Fri Dec 5 01:28:58 CST 2008

« Une entente avec le diable » et autres réactions par Eric Plamondon

Les actions politiques fédérales actuelles commandent notre attention. Nous assistons à la naissance d’une nouvelle réalité politique au Canada. Le tout se déroule devant nous à une grande vitesse et les commentaires fusent tout aussi rapidement. Certains thèmes ressortent des commentaires entendus et méritent quelques explications.

 

« Une entente avec le diable »

En politique fédérale plusieurs s’acharne a la présence d’une écharde politique bien ancré, sois le Bloc Québecois. Ceci du au fait qu’un principe de base du Bloc Québecois, c’est la souveraineté pour la belle province. Il est donc concevable que si le gouvernement canadien dépend du Bloc québécois et lui accorde une place prépondérante dans les négociations d’importance, la situation semble insensée et inacceptable. Compromis, consensus et négociation, oui, mais avec des souverainiste? Il y a dix ans, cette affirmation ferait quasiment unanimité. Il faut cependant réaliser que la position du Bloc a évolué (et nous aussi peut être). Présent depuis 15 ans sur la scène fédérale, le parti au départ axé sur la souveraineté parle aujourd’hui de défense des intérêts du Québec dans un contexte canadien. N’est-ce pas ce que chacun souhaite de la part de son représentant de circonscription? Le Bloc a aussi acquis une meilleure compréhension de la scène fédérale. M. Duceppe a visité les autres provinces et a établi un dialogue. Résultat : Gilles Duceppe ne représente plus une menace. Il représente plutôt le choix légitime, démocratique et soutenu d’une grande partie de l’électorat québécois. Il occupe la place qui lui revient au sein du Parlement, car il a reçu le même mandat que ses homologues.

 

« Nous avons choisi un gouvernement »

Stephen Harper se plaît à dire que l’électorat a rejeté un gouvernement libéral dirigé par Stéphane Dion lors des dernières élections. Ce n’est pas tout à fait juste. Lors de l’élection, chaque citoyen vote pour un représentant de sa circonscription, et non pour le premier ministre ni pour le gouvernement. Nous sommes dans un système parlementaire (on élit un Parlement) et non un système présidentiel (où on y élit un président). C’est en fait la Gouverneure Générale qui demande au chef du parti qui a obtenu le plus de sièges de former un gouvernement.
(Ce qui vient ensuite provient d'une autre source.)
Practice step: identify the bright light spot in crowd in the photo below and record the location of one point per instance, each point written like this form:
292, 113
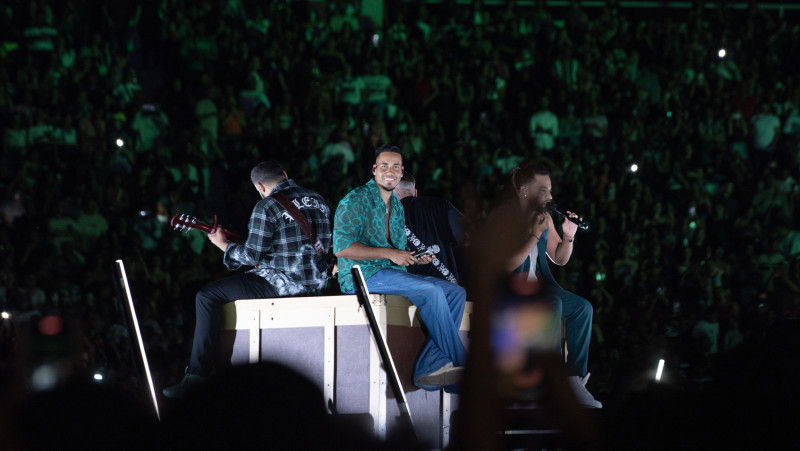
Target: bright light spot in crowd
659, 370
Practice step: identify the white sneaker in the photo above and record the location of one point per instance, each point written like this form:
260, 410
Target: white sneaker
579, 388
444, 376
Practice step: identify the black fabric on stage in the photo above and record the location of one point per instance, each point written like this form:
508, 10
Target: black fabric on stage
435, 221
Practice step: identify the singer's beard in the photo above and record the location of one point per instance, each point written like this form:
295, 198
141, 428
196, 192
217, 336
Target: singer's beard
537, 207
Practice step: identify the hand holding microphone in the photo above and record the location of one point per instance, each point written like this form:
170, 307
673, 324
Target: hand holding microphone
554, 208
427, 251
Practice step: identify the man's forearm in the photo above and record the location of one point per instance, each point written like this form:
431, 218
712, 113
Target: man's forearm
563, 251
360, 251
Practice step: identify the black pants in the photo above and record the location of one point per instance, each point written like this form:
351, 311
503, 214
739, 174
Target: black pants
208, 303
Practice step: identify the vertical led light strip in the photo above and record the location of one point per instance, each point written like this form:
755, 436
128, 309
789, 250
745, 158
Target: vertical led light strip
132, 315
659, 370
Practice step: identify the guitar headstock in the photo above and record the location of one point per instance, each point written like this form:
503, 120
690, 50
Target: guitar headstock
184, 223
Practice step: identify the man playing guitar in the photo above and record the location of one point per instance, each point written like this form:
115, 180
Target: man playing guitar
286, 246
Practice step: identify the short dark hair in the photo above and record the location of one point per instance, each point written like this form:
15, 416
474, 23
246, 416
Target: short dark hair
269, 171
521, 175
388, 147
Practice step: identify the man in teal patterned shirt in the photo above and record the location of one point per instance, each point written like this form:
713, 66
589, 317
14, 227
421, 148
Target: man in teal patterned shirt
369, 230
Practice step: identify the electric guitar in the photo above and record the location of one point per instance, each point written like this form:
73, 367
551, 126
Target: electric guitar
184, 223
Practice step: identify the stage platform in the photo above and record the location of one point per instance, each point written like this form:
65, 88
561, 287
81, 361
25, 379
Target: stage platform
327, 338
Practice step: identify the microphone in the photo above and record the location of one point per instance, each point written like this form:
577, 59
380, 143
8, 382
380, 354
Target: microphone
583, 225
428, 251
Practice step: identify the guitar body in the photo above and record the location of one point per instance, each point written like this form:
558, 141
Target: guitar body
184, 223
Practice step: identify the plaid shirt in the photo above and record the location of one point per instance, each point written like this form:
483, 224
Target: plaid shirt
277, 247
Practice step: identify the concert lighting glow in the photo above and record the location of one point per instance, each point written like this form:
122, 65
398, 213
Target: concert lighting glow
659, 370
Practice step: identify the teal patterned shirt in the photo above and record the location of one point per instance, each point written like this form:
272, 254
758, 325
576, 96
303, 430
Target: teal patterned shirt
361, 217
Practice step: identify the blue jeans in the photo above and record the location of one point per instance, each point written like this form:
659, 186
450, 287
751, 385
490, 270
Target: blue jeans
441, 306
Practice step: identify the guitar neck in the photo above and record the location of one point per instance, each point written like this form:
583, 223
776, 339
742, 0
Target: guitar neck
187, 223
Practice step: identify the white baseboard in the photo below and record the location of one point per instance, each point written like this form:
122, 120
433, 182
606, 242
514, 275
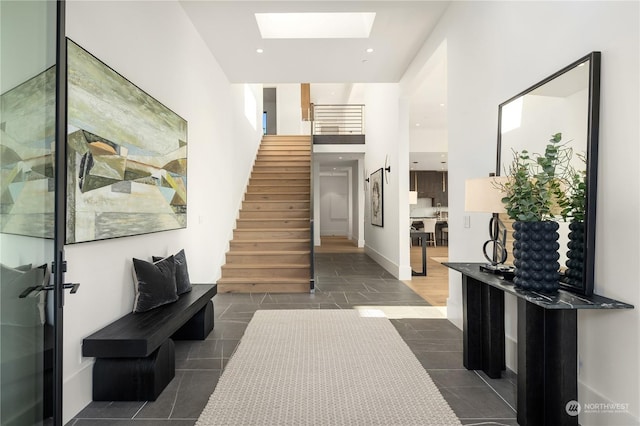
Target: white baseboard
78, 392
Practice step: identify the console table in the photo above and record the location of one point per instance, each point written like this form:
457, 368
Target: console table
547, 341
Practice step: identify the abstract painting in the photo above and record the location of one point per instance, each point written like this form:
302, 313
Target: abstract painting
377, 198
126, 156
27, 147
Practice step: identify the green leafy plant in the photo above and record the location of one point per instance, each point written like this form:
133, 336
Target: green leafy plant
577, 194
536, 184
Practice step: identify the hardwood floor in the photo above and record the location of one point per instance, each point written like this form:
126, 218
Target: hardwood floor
434, 288
337, 245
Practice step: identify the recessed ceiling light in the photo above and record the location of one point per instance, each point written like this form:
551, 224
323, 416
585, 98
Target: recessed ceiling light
315, 25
Cette demande est basée sur la supposition que ce parti a le plus de chances d’obtenir la confiance de la Chambre des communes, une confiance essentielle à l’exercice des pouvoirs législatif du gouvernement. Un système parlementaire lie le pouvoir exécutif et législatif d’un gouvernement dans les mains des gens élus au Parlement. Donc, oui, Stephen Harper a raison quand il dit que les Canadiens n’ont pas élu un gouvernement de coalition. Tout comme nous n’avons pas voté directement pour un gouvernement conservateur minoritaire ni pour lui (sauf à Calgary Ouest). L’élection ne détermine pas qui forme le gouvernement; un « gagnant » ou un « perdant ». Elle identifie qui forme le regroupement de députés. Et c’est de ce groupe qu’émane le gouvernement.

 

« C’est une question de stabilité »

Certains font valoir qu’un gouvernement de coalition risque d’être moins stable, ce qui est à éviter dans une situation économique précaire comme celle que nous vivons. Mais certains sont en droit de penser qu’un gouvernement minoritaire qui ne consulte pas l’opposition peut se révéler plus instable qu’un regroupement concerté. Deux partis au sein d’un cabinet, appuyé par un troisième pour une durée minimale de 18 mois, cela ne constitue pas une source d’instabilité a priori. Et une période de dix-huit mois permettra de passer au travers du pire de la crise financière et économique, selon l’estimation de la Banque mondiale. La coalition semble aussi de bonne foi : elle indique clairement les gestes qu’elle accomplira. Nous sommes loin de la volte-face du gouvernement conservateur, qui a remplacé son discours électoral par l’énoncé économique de Jim Flaherty.

 

Chose certaine, cette situation est inédite dans notre histoire politique. Malgré le feu roulant des événements actuels, elle requiert une analyse réfléchie. Mais le changement est déjà amorcé : les libéraux, les néodémocrates et les bloquistes ont modifié la dynamique politique fédérale, et ce, possiblement pour longtemps.